İlk işim bir otel aramak oldu. İlk rastladığım üç yıldızlı bir oteldi. İçeri girip görevlilere yer aradığımı söyleyince bana yer olmadığını söylediler. Akşam yaklaşıyordu. Hemen Abdullah Kütükoğlu öğretmeni aradım. “Otelde de yerin olmadığını” söyledim. Başka ilçeye gitmeye karar verdim. Ancak Abdullah Kütükoğlu bana bir yer daha söyledi. Şehirden biraz uzakmış. “Bir de oraya bak yoksa öyle gidersin” dedi.
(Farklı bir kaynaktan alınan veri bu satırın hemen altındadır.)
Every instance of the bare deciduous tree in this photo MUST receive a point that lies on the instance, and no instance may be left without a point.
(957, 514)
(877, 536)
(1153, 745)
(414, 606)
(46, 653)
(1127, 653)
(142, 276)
Tarif edilen yere otomobil ile 15 dakika civarında vardım. Anayoldan çıkıp tarif edilen yere doğru gitmeye başladım. Etraf ağaçlıklıydı. Yakınlarda bina falan yoktu. Ama ben hala gidiyordum. Sonra tek katlı ahşap binalara rastladım. Hava kararmaya yüz tutmuştu. Esrarengiz bir ortamdı. Görünürde kimsecikler yoktu. Ne yapacağımı düşünüyordum. Arabadan indim etrafta yürüdüm yine kimseyi göremedim. Sonunda dönmeye karar verdim.
Arabanın koltuğuna oturduğumda ağaçlı, ahşap yapıların olduğu, insanların olmadığı kararmaya yüz tutmuş bir akşamüstü geri nasıl döneceğimi planlıyordum. Durduğum yer fazla geniş değildi. Manevra yapmak için biraz uğraşmam gerekecekti.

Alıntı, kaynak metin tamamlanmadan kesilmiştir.